Ich spürte seine Tränen, die mir auf die Wangen tropften und sich in unseren Kuss mischten. Sie schmeckten salzig. Der Geschmack von seinen Tränen und von ihm zusammen war unglaublich. Ich erwiderte den Kuss genauso heftig wie er ihn begonnen hatte. Er vergrub seine eine Hand in meinen Haaren, mit der anderen zog er mich näher an sich. Ich ließ ihn. Nein, ich bestärkte ihn sogar, indem ich auf seinen Schoß kletterte. Wir küssten uns, als hinge die Rettung der Welt daran.

Nach einer Weile wurden unsere Küsse langsamer, zärtlicher. Und dann hörten sie ganz auf. Benjamin ließ sein Gesicht an meine Schulter sinken und schlang seine Arme um meine Mitte. Ich umarmte ihn ebenso. Seine Schultern bebten und ich spürte, wie sich seine Finger in meine Jacke krallten. Ich schwieg. Ich wusste, dass er von selbst anfangen würde zu erzählen, wenn er wollte. Und wenn er nicht wollte, dann war das auch in Ordnung. Ich würde ihn nicht zu einer Antwort drängen.

Stumm nahm ich den Schmerz wahr, der zur einen Hälfte von mir selbst und zur anderen Hälfte von jemand anderem stammte. Und ich hatte das Gefühl, dass sie von Benjamin kamen. Ich wusste nicht warum, was das zu bedeuten hatte. Doch ich würde mich hüten und jetzt damit anfangen, ihn zu fragen. Irgendwann hob Benjamin den Kopf und wischte sich über die geröteten Augen. „Danke“, sagte er und lächelte schief.
„Wofür?“
„Dafür, dass ich das eben durfte, dafür, dass du da bist und dafür, dass du nicht lachst.“

Ich runzelte die Stirn. „Warum sollte ich lachen?“
„Weil ich geweint habe?“ Es klang mehr wie eine Frage, als eine Aussage. Ich schüttelte vehement den Kopf. „Du spinnst doch. Wegen sowas lach ich nicht.“ Ich sah, dass es ihm ein kleines bisschen besser ging und wollte mich wieder neben ihn setzen, doch er hielt mich fest. Mir war das recht. Wenn ich ehrlich war, war es auf seinem Schoß ganz bequem.

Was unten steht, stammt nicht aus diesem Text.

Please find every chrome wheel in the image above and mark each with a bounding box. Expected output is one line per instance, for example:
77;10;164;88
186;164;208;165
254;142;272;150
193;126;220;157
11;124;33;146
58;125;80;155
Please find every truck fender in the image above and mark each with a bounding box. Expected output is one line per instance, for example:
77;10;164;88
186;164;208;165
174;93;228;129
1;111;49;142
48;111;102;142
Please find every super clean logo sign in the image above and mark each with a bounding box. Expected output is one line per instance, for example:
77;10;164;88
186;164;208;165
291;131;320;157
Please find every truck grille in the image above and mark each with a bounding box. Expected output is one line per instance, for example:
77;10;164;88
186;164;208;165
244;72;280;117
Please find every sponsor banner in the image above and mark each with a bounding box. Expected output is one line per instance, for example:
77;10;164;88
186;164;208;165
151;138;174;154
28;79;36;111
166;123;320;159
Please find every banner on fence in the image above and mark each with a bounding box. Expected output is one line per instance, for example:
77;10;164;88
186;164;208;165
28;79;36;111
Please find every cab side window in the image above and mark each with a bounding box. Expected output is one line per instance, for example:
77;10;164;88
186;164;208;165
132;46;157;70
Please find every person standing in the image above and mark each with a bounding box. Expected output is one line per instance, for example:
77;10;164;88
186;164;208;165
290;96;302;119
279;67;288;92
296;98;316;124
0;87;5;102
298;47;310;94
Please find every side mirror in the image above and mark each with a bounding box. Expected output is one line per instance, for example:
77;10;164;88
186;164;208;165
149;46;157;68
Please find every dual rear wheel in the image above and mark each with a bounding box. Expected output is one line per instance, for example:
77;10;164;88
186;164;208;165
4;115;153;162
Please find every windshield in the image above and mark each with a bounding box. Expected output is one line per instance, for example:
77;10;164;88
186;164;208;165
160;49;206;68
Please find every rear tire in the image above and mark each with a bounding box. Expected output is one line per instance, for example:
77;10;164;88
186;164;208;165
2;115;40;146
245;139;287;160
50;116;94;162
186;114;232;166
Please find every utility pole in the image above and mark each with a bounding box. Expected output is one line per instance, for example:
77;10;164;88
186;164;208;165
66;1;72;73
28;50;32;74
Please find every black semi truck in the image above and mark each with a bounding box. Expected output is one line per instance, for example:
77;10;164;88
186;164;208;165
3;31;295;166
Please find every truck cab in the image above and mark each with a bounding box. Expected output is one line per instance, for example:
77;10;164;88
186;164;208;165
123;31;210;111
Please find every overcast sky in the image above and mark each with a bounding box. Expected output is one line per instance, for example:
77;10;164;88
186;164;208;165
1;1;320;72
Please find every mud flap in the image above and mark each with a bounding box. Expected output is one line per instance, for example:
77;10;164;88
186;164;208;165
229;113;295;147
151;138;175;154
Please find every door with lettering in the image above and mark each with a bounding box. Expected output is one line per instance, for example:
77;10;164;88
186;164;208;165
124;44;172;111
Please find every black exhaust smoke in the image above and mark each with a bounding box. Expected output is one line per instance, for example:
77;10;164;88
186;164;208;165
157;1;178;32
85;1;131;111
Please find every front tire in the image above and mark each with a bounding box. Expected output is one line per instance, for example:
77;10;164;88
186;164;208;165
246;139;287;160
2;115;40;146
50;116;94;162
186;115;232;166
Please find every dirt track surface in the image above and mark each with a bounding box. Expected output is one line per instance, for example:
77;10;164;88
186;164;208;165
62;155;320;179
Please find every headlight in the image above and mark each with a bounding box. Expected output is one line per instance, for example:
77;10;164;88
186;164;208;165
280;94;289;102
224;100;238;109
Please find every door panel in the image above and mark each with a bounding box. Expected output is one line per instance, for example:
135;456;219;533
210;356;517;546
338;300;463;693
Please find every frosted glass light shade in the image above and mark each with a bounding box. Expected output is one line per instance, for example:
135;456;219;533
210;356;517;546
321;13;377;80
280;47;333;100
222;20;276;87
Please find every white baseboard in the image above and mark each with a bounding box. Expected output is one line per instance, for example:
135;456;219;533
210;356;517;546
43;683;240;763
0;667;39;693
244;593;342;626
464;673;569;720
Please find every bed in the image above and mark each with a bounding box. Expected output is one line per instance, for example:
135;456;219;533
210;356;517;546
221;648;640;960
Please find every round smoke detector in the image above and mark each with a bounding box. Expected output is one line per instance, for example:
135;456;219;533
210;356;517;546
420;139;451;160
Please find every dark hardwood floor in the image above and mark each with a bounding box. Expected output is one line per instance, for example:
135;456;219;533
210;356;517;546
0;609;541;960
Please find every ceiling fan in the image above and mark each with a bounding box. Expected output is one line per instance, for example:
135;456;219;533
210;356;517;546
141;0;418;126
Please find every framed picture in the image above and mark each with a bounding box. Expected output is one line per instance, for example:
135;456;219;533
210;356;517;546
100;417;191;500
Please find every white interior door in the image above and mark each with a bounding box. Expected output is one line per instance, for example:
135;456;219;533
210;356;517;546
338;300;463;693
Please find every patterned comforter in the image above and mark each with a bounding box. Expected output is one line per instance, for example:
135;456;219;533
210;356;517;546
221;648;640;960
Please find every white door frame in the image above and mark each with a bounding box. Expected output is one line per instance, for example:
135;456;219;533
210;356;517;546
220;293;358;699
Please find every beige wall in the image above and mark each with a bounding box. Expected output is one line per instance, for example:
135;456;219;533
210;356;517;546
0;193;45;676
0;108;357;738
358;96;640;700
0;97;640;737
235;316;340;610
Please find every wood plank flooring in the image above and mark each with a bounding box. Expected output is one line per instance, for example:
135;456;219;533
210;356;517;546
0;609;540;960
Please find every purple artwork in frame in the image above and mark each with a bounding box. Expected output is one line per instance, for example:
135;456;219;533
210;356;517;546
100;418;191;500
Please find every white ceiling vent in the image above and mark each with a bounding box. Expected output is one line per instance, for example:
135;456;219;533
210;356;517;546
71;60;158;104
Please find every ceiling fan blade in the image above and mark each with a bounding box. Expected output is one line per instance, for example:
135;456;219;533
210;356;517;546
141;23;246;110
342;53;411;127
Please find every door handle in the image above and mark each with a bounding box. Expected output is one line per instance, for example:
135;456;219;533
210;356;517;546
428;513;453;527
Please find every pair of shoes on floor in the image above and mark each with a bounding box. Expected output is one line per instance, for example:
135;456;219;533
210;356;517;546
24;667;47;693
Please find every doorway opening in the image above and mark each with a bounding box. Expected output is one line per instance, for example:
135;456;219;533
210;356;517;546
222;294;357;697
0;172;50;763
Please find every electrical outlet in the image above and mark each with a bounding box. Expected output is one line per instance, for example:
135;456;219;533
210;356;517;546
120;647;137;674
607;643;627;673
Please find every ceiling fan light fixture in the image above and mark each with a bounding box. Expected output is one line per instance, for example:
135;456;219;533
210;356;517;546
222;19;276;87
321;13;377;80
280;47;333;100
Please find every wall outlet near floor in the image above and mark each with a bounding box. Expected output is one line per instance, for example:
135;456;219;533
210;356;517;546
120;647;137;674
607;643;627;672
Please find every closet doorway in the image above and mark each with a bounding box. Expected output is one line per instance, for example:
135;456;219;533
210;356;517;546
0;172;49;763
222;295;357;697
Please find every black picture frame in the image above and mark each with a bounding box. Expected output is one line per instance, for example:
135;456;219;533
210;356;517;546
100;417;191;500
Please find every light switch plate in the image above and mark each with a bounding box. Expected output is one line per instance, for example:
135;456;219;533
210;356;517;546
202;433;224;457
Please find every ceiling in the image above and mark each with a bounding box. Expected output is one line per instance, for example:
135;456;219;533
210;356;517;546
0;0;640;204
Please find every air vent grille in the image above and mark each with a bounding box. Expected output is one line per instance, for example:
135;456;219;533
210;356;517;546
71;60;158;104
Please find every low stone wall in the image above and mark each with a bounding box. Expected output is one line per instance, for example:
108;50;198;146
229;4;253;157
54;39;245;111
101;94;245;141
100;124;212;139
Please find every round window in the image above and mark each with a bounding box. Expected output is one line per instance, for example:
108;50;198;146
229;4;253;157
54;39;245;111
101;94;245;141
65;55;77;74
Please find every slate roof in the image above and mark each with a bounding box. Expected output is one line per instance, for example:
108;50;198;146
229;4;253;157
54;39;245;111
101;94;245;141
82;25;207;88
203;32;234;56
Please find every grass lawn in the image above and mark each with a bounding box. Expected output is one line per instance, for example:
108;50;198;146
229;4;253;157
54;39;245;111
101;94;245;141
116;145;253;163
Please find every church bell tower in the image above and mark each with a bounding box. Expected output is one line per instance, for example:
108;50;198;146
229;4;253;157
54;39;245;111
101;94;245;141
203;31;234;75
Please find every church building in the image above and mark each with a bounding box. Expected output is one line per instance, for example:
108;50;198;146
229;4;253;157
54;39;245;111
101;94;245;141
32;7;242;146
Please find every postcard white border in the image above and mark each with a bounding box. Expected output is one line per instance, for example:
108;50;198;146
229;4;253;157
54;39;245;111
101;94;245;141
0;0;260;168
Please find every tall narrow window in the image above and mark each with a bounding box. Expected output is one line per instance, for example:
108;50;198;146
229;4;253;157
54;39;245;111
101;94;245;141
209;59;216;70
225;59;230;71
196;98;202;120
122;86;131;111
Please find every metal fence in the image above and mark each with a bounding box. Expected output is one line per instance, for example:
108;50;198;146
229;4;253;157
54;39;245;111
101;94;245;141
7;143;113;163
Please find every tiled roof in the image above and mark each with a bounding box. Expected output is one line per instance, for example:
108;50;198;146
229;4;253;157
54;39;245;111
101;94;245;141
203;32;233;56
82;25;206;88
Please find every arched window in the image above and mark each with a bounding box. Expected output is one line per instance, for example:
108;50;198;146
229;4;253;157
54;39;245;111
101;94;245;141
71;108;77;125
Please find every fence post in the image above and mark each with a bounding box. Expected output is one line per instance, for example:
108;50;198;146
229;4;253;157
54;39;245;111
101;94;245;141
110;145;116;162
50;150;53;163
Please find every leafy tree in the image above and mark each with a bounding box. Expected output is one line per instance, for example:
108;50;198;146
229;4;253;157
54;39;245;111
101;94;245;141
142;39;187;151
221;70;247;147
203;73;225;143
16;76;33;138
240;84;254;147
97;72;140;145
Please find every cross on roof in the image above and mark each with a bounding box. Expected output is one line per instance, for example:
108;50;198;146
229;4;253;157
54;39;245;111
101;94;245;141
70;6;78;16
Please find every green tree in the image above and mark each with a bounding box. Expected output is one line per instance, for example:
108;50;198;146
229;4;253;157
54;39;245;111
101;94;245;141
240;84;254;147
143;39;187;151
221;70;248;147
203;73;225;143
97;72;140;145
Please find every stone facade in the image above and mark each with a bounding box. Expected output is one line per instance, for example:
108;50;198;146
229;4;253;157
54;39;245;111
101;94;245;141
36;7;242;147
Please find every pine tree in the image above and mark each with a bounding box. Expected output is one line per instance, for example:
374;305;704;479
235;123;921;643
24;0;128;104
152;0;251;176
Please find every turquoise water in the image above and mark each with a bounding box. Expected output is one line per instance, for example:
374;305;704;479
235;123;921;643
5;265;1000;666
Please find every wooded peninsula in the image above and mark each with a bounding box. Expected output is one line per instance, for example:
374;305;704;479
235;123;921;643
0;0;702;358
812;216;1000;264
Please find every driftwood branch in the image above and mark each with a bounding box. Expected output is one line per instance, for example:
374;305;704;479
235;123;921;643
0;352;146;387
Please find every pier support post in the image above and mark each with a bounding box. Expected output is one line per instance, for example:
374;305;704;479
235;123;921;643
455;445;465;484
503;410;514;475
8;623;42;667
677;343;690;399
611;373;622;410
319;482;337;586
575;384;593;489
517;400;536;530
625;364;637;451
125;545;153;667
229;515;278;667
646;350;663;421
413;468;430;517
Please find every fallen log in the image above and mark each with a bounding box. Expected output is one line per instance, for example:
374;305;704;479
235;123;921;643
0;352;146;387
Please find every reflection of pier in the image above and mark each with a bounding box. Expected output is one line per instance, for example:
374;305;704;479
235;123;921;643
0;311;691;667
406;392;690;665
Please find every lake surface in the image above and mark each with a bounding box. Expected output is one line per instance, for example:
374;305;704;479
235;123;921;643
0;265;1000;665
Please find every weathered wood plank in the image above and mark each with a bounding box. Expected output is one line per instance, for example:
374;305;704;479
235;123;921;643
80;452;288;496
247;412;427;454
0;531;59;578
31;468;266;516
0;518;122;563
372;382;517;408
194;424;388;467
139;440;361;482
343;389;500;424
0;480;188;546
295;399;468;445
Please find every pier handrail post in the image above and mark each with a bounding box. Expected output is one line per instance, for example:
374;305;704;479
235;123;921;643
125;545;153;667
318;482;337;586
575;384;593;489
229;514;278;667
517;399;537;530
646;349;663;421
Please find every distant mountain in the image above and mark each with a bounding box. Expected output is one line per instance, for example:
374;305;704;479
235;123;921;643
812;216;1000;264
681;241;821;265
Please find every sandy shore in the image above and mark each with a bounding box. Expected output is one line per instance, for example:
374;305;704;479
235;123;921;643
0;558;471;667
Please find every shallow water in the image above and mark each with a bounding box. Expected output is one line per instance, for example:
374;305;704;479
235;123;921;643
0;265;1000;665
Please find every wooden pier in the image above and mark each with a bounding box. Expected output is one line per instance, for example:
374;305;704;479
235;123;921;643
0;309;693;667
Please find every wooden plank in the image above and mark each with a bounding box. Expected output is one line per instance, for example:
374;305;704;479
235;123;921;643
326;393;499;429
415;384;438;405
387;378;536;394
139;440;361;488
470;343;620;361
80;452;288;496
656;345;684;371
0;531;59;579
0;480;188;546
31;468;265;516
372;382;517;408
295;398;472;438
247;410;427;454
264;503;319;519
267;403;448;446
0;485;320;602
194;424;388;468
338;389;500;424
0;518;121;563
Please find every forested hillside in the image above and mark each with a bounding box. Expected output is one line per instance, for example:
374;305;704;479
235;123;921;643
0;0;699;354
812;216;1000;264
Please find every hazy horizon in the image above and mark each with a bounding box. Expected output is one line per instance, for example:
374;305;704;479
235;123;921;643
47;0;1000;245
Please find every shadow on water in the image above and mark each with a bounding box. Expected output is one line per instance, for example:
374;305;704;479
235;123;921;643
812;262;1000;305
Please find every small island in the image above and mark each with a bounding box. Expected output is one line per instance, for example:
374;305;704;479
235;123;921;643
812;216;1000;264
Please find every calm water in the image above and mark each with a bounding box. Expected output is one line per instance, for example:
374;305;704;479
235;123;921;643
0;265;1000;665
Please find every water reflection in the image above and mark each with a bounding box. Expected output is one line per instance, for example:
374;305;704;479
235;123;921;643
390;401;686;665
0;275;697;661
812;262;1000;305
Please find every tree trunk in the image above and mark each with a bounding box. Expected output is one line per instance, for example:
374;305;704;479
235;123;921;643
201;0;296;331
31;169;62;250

„Ich … Es …“, setzte Benjamin an. „Du musst nichts sagen, wenn du nicht willst“, sagte ich und sah ihm in die Augen. Das Grün war so kräftig wie die Farbe von Gras.
„Nein. Ich will es dir sagen. Ich muss es dir sagen.“ Ich schwieg. Ich beschloss, kein einziges Wort zu sagen, bis er sich alles von der Seele geredet hatte.
„Es sind zwei Dinge. Aber sie hängen zusammen.“
Ich nickte.

„Also. Hast du schon mal was von Seelenverwandtschaft gehört?“, fragte
er mich. Wieder nickte ich.
„Okay. Du und ich sind es. Wir sind
Seelenverwandte. Unsere Eltern sind es auch und Marie und Tristan, Sophia und Su ebenfalls. Die Herzen von Seelenverwandten schlagen exakt gleich. Immer. Und nach dem ersten Kuss fühlen sie die stärksten Gefühle des anderen. Sie sind nun verbunden. Manchmal geht die Gedankenklappe automatisch auf und sie schicken sich unbewusst Gedanken. Doch die eigentliche Funktion einer Verbindung ist eine viel bedeutsamere. Wenn die eine Person stirbt, sterben beide. Ihre Leben sind aneinandergebunden, wie mit einem Seil, das undurchtrennbar ist.“

Ich konnte ihn nur anstarren. Seelenverwandt? Dann war es wirklich sein Herz, das schmerzte! Wenn ich ganz ehrlich war, fand ich die Tatsache, dass wir anscheinend dazu bestimmt waren, zusammen zu sein, gar nicht schlimm.
„Aber warum hast du mir nichts davon gesagt? Ich hätte das wissen sollen, bevor wir uns das erste Mal geküsst haben“, sagte ich. Das war die einzige Sache, die mich störte. Wenn auch nur wenig.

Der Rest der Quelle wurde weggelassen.